If I could be one insect for a day, I'd probably go with a bee. Sure, you may have to worry about insecticides and frightened girls trying to drown you in a swimming pool, but A) I already deal with those issues as a human, and B) let's be honest, there could be worse ways to spend day than buzzing around aimlessly from yard to yard sipping on honeysuckle nectar and harvesting pollen for Emily Sutton
That being said, being a honeybee has some drawbacks. First of all, you'll die if you use your stinger. That basically makes all bees glorified kamikaze pilots. I'm not sure I could fly around all day with that pressure. Second, you can be bought, sold and traded at a Walmart. That's what happened in Oklahoma City over the weekend, and naturally, the bees didn't like it.
Several people are recovering in the hospital after thousands of bees swarmed an area Walmart.
"What we think we understand is that there was a transaction occurring between two individual bee keepers,” Colin Roy, EMSA field operations supervisor, said.
That transaction took place in the parking lot of the Walmart Neighborhood Market off Sooner Road.
"In that transaction in the movement of the bees from one vehicle to another they were disturbed. That's what caused the bees to escape,” Roy said.
It wasn’t just a few bees.
"The bee keeper that we spoke to on the scene said that each hive can have up to 22,000 bees and at the time there were three hives she counted and she said they were about half full at that time,” Roy said. “So, anywhere from 30,000 plus bees.”

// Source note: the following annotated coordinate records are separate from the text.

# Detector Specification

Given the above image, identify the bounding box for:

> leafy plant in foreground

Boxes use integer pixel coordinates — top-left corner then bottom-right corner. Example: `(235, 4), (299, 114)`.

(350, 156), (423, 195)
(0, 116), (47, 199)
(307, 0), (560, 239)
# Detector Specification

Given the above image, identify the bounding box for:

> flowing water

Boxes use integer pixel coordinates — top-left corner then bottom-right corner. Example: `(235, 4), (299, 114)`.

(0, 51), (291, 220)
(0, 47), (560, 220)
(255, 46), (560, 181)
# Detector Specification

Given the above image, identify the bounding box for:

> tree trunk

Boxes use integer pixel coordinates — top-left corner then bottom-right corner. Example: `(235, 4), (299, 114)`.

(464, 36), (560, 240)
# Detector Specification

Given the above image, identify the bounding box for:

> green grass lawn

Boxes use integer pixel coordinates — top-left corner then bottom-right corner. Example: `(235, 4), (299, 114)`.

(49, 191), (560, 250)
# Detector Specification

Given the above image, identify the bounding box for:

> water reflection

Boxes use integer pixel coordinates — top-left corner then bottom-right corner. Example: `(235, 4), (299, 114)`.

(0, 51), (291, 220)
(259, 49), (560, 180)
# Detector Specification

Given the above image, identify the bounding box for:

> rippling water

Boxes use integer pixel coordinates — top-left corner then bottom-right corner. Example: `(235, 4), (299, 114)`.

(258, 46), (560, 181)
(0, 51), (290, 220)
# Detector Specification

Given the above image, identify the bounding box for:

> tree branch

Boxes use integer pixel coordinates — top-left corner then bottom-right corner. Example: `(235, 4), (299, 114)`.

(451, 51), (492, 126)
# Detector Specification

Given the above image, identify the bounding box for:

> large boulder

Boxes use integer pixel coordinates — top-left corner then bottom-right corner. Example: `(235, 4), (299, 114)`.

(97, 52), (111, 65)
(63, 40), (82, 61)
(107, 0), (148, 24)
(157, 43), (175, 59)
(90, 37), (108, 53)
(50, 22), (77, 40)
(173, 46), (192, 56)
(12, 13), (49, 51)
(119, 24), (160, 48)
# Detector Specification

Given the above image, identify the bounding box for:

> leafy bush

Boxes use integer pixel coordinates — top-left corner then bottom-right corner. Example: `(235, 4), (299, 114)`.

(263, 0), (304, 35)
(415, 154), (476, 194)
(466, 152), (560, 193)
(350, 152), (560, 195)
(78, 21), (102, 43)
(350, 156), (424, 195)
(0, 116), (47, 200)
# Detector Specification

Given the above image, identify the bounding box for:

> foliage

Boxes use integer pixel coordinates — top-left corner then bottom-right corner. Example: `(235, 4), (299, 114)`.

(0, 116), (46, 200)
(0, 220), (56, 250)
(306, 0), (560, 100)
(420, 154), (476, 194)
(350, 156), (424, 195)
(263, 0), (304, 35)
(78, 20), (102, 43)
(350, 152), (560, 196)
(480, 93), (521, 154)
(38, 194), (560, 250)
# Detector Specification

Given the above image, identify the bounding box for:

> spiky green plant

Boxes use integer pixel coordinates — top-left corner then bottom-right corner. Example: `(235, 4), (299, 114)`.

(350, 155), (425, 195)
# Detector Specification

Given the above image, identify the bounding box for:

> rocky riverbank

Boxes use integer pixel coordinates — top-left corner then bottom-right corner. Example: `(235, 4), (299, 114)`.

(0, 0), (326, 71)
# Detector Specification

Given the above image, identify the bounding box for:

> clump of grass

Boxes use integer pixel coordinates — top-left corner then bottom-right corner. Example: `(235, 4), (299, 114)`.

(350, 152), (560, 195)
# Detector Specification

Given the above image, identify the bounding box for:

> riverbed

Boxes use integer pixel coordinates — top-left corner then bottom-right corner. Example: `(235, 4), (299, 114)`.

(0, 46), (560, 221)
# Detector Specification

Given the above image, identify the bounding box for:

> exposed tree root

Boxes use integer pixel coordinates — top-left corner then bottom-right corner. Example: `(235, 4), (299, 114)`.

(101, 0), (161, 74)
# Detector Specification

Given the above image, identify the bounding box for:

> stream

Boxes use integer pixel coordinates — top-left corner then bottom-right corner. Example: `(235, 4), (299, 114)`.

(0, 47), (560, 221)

Roy says several people were stung. Three people were transported to the hospital, two in serious condition.
Thanks to the KFOR report, we've learned that the bees behind the attack are a rare, aggressive, angry breed native to Oklahoma. Check out this screenshot from the truck carrying the bees:
Yep, they were Derplahoman bees. Knowing that, you would you think they'd enjoy a little trip to Walmart.